First, again, Cora’s contract is up at the end of the season. Second, the Red Sox just changed chief baseball executives after the arranged marriage of Cora and Chaim Bloom failed. (Current chief baseball officer Craig Breslow is the third chief executive with whom Cora has worked.) Third, the Red Sox have historically extended or terminated managers before the final year of that manager’s contract, which means Cora is currently in uncharted territory.
Now the obvious question: could Cora be leveraging the Red Sox merely to get a higher salary? Sure, but that also suggests that the sides currently are not on the same page with regard to his compensation. If he were happy in Boston and the sides were communicating well, why would he be publicly leveraging the Red Sox at all? Isn’t it far more likely that the Sox and Cora have merely agreed to play out the season and assess whether they are still compatible depending on how things develop on the field – and on whether Cora and Breslow are similarly compatible?

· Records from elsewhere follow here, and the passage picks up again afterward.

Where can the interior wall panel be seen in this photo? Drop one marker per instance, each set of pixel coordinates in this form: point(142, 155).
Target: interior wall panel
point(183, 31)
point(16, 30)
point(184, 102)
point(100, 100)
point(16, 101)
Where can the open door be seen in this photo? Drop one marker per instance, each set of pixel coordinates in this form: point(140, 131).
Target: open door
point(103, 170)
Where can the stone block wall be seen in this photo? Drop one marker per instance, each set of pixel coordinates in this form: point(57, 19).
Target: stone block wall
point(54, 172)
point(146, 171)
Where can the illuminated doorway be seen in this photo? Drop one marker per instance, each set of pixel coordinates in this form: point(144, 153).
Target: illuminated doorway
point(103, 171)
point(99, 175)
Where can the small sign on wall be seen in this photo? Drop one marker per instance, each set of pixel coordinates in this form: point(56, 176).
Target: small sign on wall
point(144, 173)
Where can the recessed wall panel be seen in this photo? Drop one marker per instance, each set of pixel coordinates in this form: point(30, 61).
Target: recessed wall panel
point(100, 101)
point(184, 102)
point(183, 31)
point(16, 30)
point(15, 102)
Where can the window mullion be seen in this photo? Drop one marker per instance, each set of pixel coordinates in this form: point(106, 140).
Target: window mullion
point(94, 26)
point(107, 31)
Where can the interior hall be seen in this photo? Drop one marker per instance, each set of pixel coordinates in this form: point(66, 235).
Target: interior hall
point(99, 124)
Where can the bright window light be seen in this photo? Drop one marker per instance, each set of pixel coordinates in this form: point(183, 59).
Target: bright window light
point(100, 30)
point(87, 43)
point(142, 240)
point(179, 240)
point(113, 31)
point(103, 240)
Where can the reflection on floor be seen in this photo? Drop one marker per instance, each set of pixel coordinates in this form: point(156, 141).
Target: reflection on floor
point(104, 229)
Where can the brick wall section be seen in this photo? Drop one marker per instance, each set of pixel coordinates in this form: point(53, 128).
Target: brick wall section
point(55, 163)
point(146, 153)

This much we know: Cora and Bloom aware hardly aligned philosophically; Cora wants to win and Bloom was far more interested in the minor league system. They were a bad match. Cora has expressed tremendous gratitude to the Red Sox for rehiring him after he was suspended as a result of the Houston Astros cheating scandal, but those debts will have been paid in full by the end of the season, when both the Red Sox and Cora will have honored their contract. During those years, with the exception of 2021, the Red Sox have twice finished last and, more importantly, dropped in overall payroll ranking from the top few spenders in Major League Baseball to the middle of the pack.
Now, with Cora still under contract, Nightengale is reporting that other teams are already expressing their interest in Cora and that he could end up with the biggest managerial contract in history … which can only happen if he hits the open market. That only fuels the speculation that the Red Sox and Cora are merely staying together for the children, so to speak, but that they are headed for Splitsville once the kids have grown.
And by the end of the 2024, the house will be an empty nest.